Excel - Sorting hierarchical numbers issue

Copper Contributor

Excel - Sorting hierarchical numbers issue

Hi - I'm looking for some help with something I thought would be quick and easy but is proving not to be the case!

I'm trying to sort a data set of hierarchical numbers but am having issues with the 8.1 & 8.10 values (etc.), whereby the sort is treating them both as 8.1 -

Copying the data from another piece of software into a table it looks like this -

After sorting (by smallest to largest) it treats both the same and returns -

I looked on line and found a post suggesting using a VBA function which treats the string as text to sort -

Unfortunately this still returned the same value for the 8.1 & 8.10 items -

Any help would be greatly appreciated.

Thanks

10 Replies

Re: Excel - Sorting hierarchical numbers issue

Let's say your hierarchical numbers are in B2 and down.

Change the formula in C2 to

=LET(n, C2, p, FIND(".", n), IFERROR(1000*LEFT(n, p-1)+MID(n, p+1, 10), 1000*n))

Fill down.

Re: Excel - Sorting hierarchical numbers issue

Hi - thanks for replying, I appreciate it. I've been on vacation so just picking it up now.
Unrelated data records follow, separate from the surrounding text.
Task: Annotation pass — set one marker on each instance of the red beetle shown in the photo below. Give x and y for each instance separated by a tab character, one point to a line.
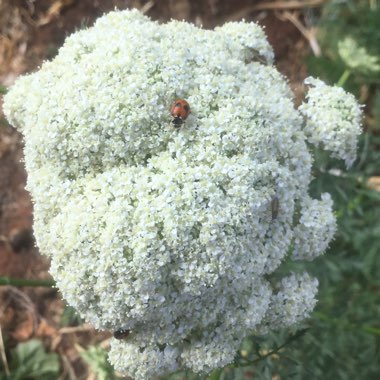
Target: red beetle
180	110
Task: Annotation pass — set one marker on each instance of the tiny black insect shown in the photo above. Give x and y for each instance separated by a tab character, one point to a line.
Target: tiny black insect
121	334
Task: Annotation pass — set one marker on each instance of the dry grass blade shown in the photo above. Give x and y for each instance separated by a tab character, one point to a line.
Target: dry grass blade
275	5
3	356
309	34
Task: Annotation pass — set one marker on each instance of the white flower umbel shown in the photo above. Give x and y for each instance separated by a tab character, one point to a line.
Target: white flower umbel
174	234
333	120
316	228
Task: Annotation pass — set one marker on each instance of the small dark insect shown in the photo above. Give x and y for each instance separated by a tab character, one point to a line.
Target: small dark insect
180	110
275	206
121	334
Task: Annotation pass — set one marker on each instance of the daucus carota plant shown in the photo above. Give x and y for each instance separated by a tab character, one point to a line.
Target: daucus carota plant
174	234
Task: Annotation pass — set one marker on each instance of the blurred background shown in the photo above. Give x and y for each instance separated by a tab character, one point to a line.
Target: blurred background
338	41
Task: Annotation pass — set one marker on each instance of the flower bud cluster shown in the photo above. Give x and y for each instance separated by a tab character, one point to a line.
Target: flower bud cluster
173	234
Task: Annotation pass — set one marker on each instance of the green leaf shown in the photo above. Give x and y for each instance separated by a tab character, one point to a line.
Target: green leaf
357	58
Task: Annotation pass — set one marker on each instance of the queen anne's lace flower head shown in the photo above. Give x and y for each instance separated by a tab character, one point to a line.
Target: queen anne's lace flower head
174	234
333	120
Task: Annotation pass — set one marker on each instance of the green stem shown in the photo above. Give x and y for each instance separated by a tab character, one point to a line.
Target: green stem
25	282
342	80
346	325
3	90
292	338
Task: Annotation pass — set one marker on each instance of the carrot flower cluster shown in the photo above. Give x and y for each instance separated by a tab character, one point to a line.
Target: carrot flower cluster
174	235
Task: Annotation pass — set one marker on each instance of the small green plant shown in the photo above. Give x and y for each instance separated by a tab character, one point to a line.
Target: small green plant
30	361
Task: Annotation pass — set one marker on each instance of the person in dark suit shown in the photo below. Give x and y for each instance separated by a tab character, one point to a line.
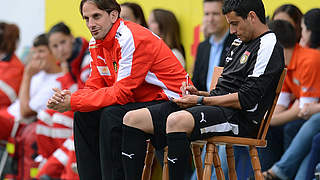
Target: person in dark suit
213	50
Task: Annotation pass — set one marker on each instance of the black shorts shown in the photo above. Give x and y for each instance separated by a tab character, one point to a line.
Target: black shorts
209	121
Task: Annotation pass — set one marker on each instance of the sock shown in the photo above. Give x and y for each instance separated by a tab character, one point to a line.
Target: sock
178	154
133	152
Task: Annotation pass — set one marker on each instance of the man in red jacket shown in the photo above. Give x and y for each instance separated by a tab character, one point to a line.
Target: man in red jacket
131	68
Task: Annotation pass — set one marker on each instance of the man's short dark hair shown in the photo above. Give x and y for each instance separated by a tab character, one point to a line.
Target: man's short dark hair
311	20
105	5
284	31
41	40
243	7
60	27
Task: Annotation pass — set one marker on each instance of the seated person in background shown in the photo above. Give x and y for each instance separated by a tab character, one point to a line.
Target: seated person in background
53	127
278	140
39	77
165	24
303	68
243	94
292	14
212	51
11	68
133	12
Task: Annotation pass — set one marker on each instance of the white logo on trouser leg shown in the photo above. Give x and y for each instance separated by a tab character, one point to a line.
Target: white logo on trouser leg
202	118
128	155
172	160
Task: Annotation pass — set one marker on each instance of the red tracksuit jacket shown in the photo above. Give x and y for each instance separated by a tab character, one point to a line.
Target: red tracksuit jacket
130	65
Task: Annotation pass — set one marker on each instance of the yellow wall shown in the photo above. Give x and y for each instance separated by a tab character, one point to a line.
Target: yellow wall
188	12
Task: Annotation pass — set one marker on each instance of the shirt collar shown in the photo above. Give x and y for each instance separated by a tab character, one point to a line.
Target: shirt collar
109	39
7	57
I changed the data format to text in column B and used the formula in Column C as so and it worked-

Many thanks for your help!

Re: Excel - Sorting hierarchical numbers issue

For a 365 user, LET variables provide a good alternative to helper ranges

``````= LET(
level1, TEXTBEFORE(sectionNumbers, "."),
level2, VALUE(TEXTAFTER(sectionNumbers, ".")),
SORTBY(contents, level1,1,level2,1)
)``````

Re: Excel - Sorting hierarchical numbers issue

It doesn't sort correctly "8" (numbers without dots).

``````= LET(
level1, --IFNA(TEXTBEFORE(sectionNumbers, "."), sectionNumbers),
level2, --IFNA(TEXTAFTER(sectionNumbers, "."),0),
SORTBY(contents, level1,,level2,)
)``````

Or, with 365 Beta

``````=SORTBY(
contents,
--REGEXEXTRACT(sectionNumbers, "^\d*", 1),,
--IFNA(REGEXEXTRACT(sectionNumbers, "(?<=\.)\d*", 1),0),
)``````

Re: Excel - Sorting hierarchical numbers issue

Well spotted as far as the single number is concerned.

The regex is nice though I lack fluency when it comes to group constructs such as the positive lookbehind

`(?<=\.)\d*`

I guess bridging the gap between natural language and the cryptic regex notation is something to which AI is well suited.

Re: Excel - Sorting hierarchical numbers issue

I don't think AI could help if only

- the case is quite simple, and/or

- you have good enough knowledge of RegEx

First, AI answers are not reliable. It could easy recommend Word or Google Sheet settings to apply in Excel, etc.

Second, RegEx behaviour depends on flavour. What works in Perl or JavaScript or something else could not work in Excel.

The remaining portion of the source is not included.